A model for binaural response properties of inferior colliculus neurons. II. A model with interaural time difference-sensitive excitatory and inhibitory inputs and an adaptation mechanism

Abstract

The inferior colliculus (IC) model of Cai et al. [J. Acoust. Soc. Am. 103, 475-493 (1998)] simulated the binaural response properties of low-frequency IC neurons in response to various acoustic stimuli. This model, however, failed to simulate the sensitivities of IC neurons to dynamically changing temporal features, such as the sharpened dynamic interaural phase difference (IPD) functions. In this paper, the Cai et al. (1998) model is modified such that an adaptation mechanism, viz., an additional channel simulating a calcium-activated, voltage-independent potassium channel which is responsible for afterhyperpolarization, is incorporated in the IC membrane model. Simulations were repeated with this modified model, including the responses to pure tones, binaural beat stimuli, interaural phase-modulated stimuli, binaural clicks, and pairs of binaural clicks.
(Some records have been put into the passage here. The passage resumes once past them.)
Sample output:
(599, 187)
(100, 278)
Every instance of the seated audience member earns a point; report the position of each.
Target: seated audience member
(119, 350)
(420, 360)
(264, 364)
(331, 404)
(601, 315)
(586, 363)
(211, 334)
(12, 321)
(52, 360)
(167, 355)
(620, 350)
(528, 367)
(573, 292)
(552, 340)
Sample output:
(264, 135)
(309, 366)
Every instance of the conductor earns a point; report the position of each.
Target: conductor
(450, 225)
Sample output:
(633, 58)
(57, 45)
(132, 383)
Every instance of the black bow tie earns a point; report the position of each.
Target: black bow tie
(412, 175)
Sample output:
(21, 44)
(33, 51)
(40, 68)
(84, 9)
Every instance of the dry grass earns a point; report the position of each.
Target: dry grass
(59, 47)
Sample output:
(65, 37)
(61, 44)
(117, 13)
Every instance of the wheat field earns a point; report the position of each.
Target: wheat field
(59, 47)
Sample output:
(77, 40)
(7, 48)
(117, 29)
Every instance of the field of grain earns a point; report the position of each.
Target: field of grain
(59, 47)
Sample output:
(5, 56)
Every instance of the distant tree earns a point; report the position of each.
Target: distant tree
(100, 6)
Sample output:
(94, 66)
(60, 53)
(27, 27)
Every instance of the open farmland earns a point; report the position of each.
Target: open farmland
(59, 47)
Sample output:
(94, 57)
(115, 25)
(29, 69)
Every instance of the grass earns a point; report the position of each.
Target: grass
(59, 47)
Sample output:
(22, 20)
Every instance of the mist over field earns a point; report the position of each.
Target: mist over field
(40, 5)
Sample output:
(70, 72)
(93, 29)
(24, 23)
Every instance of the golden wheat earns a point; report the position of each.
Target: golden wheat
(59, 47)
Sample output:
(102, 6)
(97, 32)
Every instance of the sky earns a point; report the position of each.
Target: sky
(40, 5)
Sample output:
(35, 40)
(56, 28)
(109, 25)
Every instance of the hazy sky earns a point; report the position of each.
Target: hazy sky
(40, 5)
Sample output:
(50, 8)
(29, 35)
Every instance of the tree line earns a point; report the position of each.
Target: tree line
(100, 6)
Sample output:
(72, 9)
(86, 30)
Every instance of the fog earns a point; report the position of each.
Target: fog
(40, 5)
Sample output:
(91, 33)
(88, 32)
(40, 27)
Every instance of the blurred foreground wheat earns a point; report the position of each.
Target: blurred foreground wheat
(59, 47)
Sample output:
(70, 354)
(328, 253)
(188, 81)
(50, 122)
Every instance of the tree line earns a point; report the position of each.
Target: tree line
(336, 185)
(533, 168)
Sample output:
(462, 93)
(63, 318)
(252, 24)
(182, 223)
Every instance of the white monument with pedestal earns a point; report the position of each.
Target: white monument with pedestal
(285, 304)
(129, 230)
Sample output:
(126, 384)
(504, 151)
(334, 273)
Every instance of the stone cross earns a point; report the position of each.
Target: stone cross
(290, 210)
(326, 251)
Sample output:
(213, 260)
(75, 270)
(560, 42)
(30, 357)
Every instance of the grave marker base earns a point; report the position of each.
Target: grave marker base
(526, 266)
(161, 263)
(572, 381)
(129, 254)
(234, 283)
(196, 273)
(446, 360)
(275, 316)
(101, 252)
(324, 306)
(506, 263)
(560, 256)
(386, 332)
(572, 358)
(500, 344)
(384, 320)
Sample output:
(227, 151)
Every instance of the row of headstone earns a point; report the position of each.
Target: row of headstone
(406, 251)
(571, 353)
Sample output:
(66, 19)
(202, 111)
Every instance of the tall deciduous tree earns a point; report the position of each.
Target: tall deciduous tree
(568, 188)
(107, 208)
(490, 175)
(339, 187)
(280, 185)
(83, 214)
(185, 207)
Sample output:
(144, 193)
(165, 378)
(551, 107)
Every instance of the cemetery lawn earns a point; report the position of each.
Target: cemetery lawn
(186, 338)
The discharge patterns of the model in response to current injection were also studied and compared with physiological data. It was demonstrated that this model showed all the properties that were simulated by the Cai et al. (1998) model. In addition, it showed some properties that were not simulated by that model, such as the sharpened dynamic IPD functions and adapting discharge patterns in response to current injection.